Today I've seen several articles about how to talk to your children after this event, and Tuesdays event at the shopping mall here in Portland and I've realized some things tonight.
First I realized how hard it is to feel safe when you can't make sense of it. As an adult I can put my knowledge of satistics to work and add to my level of safety (although Tuesday's event was close to home and my middle daughter was on her way there when something told her it wasn't a good time to go), but a child doesn't get that.
Second thing I realized tonight was that I've heard many timesthat when a child can't make sense of it, they tend to blame themself, and this weeks events have me thinking about my childhood events of sexual abuse. At a candle light ceremoy tonight I re-lived my past confusion in trying to make sense of it; my tears went from just the children killed today to all the children, including little Kimmie, who have felt that confusion and fear of the world being an unsafe place.
As badly as I as an adult want to know why and how this week's events occured so I can make the world safe for all the children in my life, I can begin to tap into the even greater need for a child who feels much less in control of their enviorment, must be feeling. I have a new greater understanding of what little Kimmie must have been feeling during those times of abuse.

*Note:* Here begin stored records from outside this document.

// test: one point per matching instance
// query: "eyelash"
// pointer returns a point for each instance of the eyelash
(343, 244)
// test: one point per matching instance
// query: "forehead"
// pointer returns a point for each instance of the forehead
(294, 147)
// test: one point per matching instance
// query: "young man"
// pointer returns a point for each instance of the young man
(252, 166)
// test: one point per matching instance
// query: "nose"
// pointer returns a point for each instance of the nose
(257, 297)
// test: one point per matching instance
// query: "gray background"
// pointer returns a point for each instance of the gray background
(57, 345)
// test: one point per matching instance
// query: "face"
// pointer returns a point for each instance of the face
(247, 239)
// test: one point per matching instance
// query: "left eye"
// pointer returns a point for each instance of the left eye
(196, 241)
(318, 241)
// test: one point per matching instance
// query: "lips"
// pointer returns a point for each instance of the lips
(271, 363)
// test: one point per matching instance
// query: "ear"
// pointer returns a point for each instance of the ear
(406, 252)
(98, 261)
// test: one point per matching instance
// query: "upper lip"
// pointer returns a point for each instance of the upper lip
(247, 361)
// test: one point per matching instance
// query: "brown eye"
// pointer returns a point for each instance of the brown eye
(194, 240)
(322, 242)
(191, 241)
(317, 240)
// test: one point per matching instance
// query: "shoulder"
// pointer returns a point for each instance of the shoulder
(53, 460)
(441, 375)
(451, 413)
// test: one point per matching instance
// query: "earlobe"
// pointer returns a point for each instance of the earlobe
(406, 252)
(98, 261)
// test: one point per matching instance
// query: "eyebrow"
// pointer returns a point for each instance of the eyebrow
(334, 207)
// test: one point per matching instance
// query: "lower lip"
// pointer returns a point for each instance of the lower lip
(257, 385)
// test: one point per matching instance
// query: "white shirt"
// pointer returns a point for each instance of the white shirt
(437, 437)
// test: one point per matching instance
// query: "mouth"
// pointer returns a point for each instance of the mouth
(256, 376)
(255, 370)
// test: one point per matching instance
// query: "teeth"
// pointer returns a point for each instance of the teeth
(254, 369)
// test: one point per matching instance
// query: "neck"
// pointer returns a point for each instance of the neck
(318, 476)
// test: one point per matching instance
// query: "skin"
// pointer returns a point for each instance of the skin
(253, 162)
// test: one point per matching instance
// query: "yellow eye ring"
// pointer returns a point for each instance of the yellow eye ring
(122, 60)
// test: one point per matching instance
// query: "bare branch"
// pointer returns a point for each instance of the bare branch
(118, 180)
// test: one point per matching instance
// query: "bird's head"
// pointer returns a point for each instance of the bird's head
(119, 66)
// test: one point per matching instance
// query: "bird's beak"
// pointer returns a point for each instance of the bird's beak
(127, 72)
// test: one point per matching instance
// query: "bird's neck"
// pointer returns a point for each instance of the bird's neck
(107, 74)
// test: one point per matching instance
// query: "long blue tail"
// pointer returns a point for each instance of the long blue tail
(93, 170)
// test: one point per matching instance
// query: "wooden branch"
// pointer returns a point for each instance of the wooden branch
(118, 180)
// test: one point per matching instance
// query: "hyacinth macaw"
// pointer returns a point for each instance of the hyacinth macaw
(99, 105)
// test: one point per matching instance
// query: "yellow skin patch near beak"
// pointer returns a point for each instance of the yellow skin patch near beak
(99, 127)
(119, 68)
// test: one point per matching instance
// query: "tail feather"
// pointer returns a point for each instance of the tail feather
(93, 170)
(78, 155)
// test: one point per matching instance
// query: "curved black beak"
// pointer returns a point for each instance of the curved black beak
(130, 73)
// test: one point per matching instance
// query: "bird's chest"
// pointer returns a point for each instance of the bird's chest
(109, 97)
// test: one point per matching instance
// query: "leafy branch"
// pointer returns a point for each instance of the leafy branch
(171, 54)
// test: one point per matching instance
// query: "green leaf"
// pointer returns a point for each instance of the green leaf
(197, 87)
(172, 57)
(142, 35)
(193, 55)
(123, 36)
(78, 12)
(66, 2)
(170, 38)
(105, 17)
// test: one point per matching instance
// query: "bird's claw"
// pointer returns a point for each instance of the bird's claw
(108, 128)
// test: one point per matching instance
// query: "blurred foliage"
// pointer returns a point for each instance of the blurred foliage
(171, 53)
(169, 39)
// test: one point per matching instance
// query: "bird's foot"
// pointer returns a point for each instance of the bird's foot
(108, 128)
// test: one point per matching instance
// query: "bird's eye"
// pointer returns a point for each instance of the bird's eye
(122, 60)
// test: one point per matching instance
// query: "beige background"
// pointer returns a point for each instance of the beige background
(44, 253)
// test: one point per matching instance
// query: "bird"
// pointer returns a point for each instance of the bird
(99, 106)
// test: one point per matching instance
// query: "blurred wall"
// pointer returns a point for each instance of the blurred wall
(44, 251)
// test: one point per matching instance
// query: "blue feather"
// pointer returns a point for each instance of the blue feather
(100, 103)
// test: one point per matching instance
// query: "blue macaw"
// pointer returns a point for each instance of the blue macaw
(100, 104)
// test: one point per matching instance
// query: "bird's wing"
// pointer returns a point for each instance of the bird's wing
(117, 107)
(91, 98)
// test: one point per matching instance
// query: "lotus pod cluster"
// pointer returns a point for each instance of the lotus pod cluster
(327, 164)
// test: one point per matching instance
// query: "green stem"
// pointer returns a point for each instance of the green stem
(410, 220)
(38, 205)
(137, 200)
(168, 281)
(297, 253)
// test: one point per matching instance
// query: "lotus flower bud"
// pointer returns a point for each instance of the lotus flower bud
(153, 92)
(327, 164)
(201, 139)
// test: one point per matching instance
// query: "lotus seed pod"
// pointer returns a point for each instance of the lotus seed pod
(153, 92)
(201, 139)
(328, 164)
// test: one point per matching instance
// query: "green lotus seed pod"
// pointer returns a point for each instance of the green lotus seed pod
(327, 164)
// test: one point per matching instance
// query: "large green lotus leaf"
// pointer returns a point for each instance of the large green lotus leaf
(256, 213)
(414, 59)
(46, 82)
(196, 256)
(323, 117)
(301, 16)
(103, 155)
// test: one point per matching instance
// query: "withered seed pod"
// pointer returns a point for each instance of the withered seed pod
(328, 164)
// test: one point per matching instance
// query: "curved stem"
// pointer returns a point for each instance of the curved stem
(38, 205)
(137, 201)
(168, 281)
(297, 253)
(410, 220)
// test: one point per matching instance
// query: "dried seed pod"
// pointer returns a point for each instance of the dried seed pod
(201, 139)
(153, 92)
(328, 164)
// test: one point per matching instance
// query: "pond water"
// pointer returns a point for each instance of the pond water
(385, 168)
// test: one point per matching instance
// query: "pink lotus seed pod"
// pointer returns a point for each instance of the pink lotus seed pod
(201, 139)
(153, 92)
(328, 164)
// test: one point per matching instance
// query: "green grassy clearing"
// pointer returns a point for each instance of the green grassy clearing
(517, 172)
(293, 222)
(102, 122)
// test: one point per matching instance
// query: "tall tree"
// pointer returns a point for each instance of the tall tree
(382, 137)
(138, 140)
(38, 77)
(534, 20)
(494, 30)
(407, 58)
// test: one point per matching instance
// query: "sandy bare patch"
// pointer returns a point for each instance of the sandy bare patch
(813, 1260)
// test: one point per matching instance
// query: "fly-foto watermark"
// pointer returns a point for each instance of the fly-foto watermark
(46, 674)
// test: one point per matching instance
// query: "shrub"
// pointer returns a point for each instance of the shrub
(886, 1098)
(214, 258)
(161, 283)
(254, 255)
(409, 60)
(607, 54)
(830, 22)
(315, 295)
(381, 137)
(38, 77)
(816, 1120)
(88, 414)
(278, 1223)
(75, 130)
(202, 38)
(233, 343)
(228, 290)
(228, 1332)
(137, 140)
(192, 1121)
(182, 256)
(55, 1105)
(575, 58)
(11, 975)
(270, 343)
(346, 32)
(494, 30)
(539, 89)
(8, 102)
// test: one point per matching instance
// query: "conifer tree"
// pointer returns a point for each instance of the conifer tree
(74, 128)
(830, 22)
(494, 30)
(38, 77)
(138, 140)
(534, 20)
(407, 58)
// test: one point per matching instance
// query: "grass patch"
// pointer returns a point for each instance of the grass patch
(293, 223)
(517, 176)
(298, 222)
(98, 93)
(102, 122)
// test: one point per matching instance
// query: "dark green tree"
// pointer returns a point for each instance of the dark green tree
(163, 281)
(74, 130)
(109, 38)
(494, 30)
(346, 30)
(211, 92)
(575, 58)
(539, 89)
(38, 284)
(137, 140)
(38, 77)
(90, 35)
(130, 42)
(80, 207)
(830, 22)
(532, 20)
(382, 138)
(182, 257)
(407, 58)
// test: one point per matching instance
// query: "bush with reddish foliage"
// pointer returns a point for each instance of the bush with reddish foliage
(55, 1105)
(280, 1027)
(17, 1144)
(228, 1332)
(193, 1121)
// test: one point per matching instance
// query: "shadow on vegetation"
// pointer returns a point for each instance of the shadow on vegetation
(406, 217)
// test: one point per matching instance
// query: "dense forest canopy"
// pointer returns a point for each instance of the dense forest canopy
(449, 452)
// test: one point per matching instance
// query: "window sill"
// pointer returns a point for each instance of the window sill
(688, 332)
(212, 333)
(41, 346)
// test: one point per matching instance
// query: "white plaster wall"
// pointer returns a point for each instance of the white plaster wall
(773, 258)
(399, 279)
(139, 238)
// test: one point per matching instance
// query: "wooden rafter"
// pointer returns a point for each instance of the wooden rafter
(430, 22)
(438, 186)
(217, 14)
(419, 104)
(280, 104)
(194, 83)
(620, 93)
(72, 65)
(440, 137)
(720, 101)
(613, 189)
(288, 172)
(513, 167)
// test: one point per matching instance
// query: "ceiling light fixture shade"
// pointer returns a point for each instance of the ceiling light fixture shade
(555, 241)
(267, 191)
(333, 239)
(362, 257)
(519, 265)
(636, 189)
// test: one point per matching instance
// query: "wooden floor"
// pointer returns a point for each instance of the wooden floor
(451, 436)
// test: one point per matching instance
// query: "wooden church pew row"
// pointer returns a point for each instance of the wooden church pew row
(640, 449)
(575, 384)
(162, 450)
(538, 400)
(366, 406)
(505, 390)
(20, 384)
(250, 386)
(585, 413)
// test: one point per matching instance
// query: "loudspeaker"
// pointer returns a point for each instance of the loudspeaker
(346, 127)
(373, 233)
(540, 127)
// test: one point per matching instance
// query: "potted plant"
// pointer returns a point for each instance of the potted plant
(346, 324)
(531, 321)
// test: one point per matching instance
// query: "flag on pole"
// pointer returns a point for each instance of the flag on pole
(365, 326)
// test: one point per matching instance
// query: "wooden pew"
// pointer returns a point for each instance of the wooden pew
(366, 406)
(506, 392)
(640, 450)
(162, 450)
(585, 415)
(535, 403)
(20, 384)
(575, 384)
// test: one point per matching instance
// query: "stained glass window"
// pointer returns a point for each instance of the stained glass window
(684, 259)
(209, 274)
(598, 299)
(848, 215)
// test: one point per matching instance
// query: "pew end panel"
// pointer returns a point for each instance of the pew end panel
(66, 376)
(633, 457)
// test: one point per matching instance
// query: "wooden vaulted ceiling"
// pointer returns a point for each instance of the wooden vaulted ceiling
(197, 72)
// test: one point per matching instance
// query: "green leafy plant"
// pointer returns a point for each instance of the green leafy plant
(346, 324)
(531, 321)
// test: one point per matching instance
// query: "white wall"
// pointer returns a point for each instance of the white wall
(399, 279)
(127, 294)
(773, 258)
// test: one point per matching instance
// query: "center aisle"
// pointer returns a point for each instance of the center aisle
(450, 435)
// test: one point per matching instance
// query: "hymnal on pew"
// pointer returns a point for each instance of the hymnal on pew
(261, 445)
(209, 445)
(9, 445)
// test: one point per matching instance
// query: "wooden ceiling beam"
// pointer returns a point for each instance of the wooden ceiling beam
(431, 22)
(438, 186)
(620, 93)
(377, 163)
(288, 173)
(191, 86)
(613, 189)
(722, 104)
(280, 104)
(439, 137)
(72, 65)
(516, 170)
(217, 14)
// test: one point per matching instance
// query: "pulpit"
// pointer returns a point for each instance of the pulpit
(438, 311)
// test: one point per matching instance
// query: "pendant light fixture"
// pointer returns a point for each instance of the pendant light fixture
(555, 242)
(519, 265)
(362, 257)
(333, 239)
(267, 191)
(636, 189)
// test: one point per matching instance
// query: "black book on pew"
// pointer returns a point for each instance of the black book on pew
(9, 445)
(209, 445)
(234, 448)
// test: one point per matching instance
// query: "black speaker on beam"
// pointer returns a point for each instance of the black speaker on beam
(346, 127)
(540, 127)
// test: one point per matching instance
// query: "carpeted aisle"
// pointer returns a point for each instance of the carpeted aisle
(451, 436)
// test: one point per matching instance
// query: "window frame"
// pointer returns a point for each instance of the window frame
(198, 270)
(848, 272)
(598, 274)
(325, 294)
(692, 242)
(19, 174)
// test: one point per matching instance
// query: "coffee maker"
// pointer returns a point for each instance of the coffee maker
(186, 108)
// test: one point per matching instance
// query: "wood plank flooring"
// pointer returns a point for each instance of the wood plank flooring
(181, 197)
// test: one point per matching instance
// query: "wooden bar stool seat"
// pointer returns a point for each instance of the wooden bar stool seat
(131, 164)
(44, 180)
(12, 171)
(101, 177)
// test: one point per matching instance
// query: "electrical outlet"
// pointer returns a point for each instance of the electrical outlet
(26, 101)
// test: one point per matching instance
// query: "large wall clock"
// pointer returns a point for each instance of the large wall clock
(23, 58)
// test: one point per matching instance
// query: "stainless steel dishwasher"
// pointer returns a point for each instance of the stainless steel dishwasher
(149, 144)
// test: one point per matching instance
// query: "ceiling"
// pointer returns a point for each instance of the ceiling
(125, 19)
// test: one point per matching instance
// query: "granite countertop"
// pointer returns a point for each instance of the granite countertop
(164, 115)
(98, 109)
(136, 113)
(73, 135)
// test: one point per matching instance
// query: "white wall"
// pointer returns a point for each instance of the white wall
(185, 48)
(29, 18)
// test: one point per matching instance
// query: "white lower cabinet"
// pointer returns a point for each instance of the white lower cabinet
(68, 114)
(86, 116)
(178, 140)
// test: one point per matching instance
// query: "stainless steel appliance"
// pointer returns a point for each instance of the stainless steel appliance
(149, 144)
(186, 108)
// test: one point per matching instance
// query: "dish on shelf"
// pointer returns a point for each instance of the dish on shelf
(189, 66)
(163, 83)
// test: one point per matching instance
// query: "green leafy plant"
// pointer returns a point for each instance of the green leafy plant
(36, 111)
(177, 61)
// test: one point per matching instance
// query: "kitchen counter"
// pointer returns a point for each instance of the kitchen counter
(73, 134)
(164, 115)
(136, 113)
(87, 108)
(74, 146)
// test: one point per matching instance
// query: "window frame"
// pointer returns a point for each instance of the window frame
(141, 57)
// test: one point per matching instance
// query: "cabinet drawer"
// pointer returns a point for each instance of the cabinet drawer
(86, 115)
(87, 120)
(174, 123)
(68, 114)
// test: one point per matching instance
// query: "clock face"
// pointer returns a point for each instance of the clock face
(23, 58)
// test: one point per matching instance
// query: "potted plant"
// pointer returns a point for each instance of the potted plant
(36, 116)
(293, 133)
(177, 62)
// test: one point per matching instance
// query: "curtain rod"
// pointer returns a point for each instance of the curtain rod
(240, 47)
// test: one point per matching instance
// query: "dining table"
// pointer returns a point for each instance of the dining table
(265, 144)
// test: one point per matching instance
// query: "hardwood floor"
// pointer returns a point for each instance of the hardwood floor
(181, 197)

Having this awareness tonight I think I'm feeling more compassion towards myself and I better understand why I felt the need to do self-distructive behaviors (such as my ED) to try to gain some control over those feelings.
Tonight I decided to take many of things Joanna and others have suggested for children and apply them to myself. Before going to the candle light ceremony I went to visit the town's holiday tree and watched the children going to see Santa. I also listened to wonderful music some teenagers were playing on the corner (looked they belonged to a school band) to make money. I gave money to them in hopes that they would feel a better connection to their community (adults caring for them). I have to wonder if this week's young shooters' lives would have been different if they felt a better connection.
I'm not sure if my words make sense, but I felt I had to try to express myself. It's been a very hard week! If you young children in your care, please sow them extra love and protect them!!